When partnering with an ISO (independent service organization) for IT and data center needs, business owners have a lot to consider. They don’t want to rely on an organization that only provides the best service to its largest clients, or even at the best price. Nor do they want to be sold equipment or services they don’t need. And how can they be sure that the ISO can properly handle their hardware and specific business requirements?
“It goes back to being honest with the customer and providing the flexibility to put together the best service package for them based on what their needs are,” says Ed Kenty, president and CEO of Park Place International.
Smart Business learned more from Kenty about what businesses should expect from an ISO and the importance of your provider’s credibility.
What are the IT challenges that businesses struggle with the most?
If you’re in a data center environment and you’re running multiple platforms and applications, it gets a little contentious when you’re dealing with multiple vendors. Customers really like being able to pass that off to a third party who can just manage all those vendors on their behalf. The thing customers like most about working with an ISO is they get that single point of contact, or ‘one throat to choke.’ Companies may have multiple contracts in some cases with multiple billing frequencies and need multiple people to administer their IT. With one vendor providing all of those services, you get one bill monthly, quarterly or annually and you get one place to call when you have a problem. That, more than anything, solves a lot of the problems for a business’s IT community.
What kind of service should companies expect from their provider?
For most OEMs (original equipment manufacturers) or large service providers, the primary focus is selling new hardware. They don’t provide advice or consultation on what kind of capacity a company has within its data center. Companies are then constantly pushed to refresh their hardware even when it’s not necessarily required. Other than the convenience of keeping hardware under an OEM warranty, there’s nothing compelling that would require companies to do that.
ISOs are hardware agnostic and don’t push a hardware solution. Often, an ISO will encourage you to stay in your existing platform, while upgrading your disk and your CPS speed and giving you more memory. An ISO provides services such as storage assessments, storage network, and tuning and monitoring. They can see if a storage device is overtaxed and reroute some data to another storage device. There are ways to meet companies’ needs without throwing new hardware in to solve every problem.
Why are these types of service-related issues a problem for many companies?
If companies have to do everything we’ve mentioned themselves, it ties up resources that they quite frankly don’t have. Every IT community out there has been overtaxed and overburdened or has reduced its head count. They need a partner that can come in and help them navigate their way through the technology changes. Being their primary service provider, an ISO is basically augmenting their IT staff.

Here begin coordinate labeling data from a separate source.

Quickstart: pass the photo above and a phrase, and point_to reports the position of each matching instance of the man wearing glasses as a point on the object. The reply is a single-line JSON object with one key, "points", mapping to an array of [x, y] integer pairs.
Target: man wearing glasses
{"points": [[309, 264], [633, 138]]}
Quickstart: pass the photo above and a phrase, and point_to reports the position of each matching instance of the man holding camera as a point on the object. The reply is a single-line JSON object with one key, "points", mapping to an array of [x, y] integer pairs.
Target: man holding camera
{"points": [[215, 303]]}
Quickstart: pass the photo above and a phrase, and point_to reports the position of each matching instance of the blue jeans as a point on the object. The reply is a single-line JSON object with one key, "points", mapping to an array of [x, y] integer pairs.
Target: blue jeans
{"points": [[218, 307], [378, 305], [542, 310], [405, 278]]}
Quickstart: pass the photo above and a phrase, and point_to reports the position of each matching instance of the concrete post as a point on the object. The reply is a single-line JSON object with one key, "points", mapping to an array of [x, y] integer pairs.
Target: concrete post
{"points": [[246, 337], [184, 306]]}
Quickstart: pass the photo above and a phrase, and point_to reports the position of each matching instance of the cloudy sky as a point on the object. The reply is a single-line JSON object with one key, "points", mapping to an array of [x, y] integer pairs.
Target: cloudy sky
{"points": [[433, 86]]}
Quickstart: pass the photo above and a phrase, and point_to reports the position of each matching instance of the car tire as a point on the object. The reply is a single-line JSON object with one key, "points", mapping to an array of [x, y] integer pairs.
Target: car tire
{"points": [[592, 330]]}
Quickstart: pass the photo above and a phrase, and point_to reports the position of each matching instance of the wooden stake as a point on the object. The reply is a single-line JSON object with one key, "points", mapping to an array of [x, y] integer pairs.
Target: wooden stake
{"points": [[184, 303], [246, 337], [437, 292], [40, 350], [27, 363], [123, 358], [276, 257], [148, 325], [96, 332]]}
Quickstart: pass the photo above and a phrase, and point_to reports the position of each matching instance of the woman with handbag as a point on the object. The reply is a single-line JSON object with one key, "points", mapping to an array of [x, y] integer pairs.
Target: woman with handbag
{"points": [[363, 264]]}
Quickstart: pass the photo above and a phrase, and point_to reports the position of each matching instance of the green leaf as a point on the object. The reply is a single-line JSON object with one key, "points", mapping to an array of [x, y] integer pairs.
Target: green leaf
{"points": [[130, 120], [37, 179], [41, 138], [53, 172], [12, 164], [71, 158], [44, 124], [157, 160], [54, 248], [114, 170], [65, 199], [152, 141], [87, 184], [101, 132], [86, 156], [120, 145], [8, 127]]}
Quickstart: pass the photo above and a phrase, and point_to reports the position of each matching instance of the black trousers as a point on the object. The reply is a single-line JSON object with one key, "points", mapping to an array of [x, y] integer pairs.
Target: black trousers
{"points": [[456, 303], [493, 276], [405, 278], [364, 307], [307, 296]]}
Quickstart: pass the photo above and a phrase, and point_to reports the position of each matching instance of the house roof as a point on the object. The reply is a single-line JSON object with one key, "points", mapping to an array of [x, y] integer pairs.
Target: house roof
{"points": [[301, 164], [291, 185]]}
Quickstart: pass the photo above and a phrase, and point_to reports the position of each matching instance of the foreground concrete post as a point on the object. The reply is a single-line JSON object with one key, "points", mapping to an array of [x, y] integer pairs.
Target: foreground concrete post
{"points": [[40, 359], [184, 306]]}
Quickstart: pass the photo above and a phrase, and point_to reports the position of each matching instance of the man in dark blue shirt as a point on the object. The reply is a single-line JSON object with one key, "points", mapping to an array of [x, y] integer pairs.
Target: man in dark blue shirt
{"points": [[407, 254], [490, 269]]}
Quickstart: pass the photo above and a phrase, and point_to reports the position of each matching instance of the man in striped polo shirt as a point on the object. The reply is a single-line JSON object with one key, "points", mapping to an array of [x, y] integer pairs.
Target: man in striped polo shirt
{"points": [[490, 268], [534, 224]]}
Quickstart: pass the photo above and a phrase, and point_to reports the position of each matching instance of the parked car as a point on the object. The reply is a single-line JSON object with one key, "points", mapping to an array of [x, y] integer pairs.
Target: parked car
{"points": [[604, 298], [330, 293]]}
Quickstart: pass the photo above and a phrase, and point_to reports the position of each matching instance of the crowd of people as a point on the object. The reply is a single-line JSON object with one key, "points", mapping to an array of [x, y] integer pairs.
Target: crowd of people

How does a third-party provider’s credibility factor into its capacity to deliver reliable service to clients?
The whole question of whether or not a third party has the capability to provide support has really been neutralized by the OEMs themselves. Because if you look at the major platform OEMs — Sun Microsystems, Hewlett-Packard, IBM, Dell and others — they use ISO subcontractors for most of their service agreements. They don’t have large IT service organizations running around the country solving customer problems any longer. The days of proprietary hardware and software and only having certified OEM technicians working on the hardware are long gone. They don’t deliver service with their own direct-badged employees any longer, which neutralizes the perception that third parties can’t handle problems as efficiently as the OEMs can.
Still, when working with an ISO, you have to ask for strong reference accounts in your business’s territories. Companies should ask, ‘Who in my geography are you supporting on this equipment?’ An ISO can’t tell potential clients that it can do something without providing them evidence and references.
How can companies ensure their provider is meeting their business needs?
Everything is measured based on the SLA (service-level agreement), so if the client signs a contract with an ISO and it’s for seven-by-24 support, four-hour response (7x24x4), then that’s what the client should expect to get. When entering into an agreement, the expectations should be very clear. And if the provider fails to meet the SLA requirements, then it’s just going to lose the customer.
So it’s not a question of expectations. It’s based on what the customer really needs. He may think he needs the highest level of support on a device, but he may actually only need next-business day support. He may have a different set of needs depending on the devices the company is running, and an ISO shouldn’t try to oversell products or services. A good ISO will recommend the right solution based on understanding the IT environment. It’s about being flexible to work with a client or a prospect to really define what they need, versus what we’d like them to pay for.